This is a question we often get from employers and the easy answer is that there is no “normal” retirement age. Contracts of employment commonly provide for a retirement age of 65 but that is not the end of the issue – far from it!
EU law has now been introduced to Irish legislation under the Equality (Miscellaneous Provisions) Act, 2015. Section 10 of the 2015 Act requires objective justification of the fixing of different ages for the retirement of employees. Section 4 of the 2015 Act requires that an employer who offers a fixed term contract to an employee who is over the compulsory retirement age, must objectively justify the granting of a fixed term contract so as to avoid a charge of age discrimination. To avoid a claim of discrimination in respect of both the above cases, there are two standards that apply. Firstly, the measure must be “objectively and reasonably justified by a legitimate aim”. Secondly, the means of achieving the aim must be “appropriate and necessary”.

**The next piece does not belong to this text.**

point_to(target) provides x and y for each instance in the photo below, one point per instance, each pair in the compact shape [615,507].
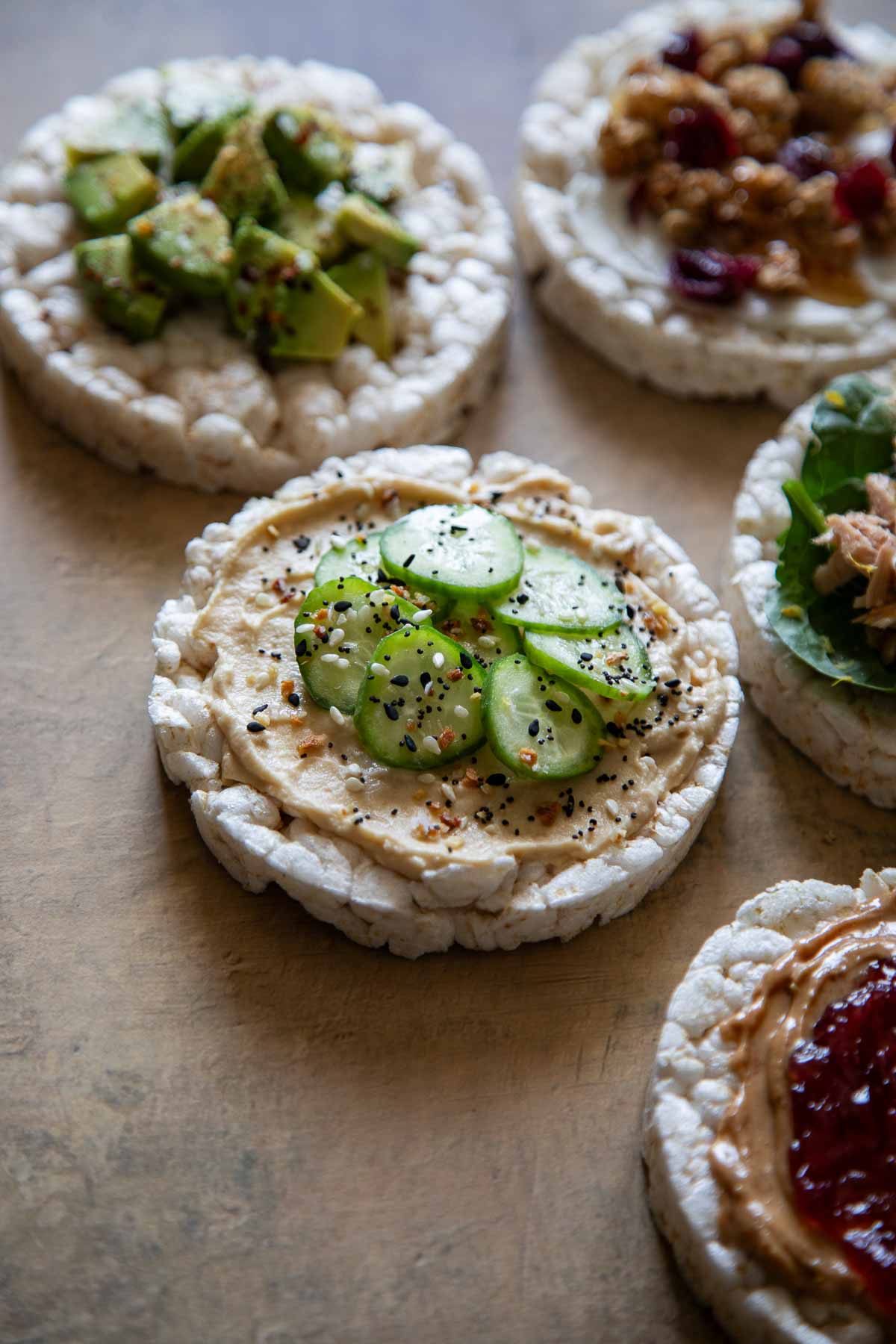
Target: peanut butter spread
[470,813]
[750,1155]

A good illustration of what is a legitimate aim can be seen in a decision by the Equality Tribunal in the matter of Saunders v CHC Ireland Limited, which decided that the application of a retirement age of 55 to a winchman was permissible. The Equality Officer was satisfied that the aims of protecting the safety of the winchmen themselves, protecting the health of safety of people who require rescue by the winchmen, and the efficient functioning of a search and rescue team amounted to a legitimate aim, justifying the retirement age of 55.
The 2015 Act was commenced on the 1 January 2016, almost by stealth according to most employment lawyers!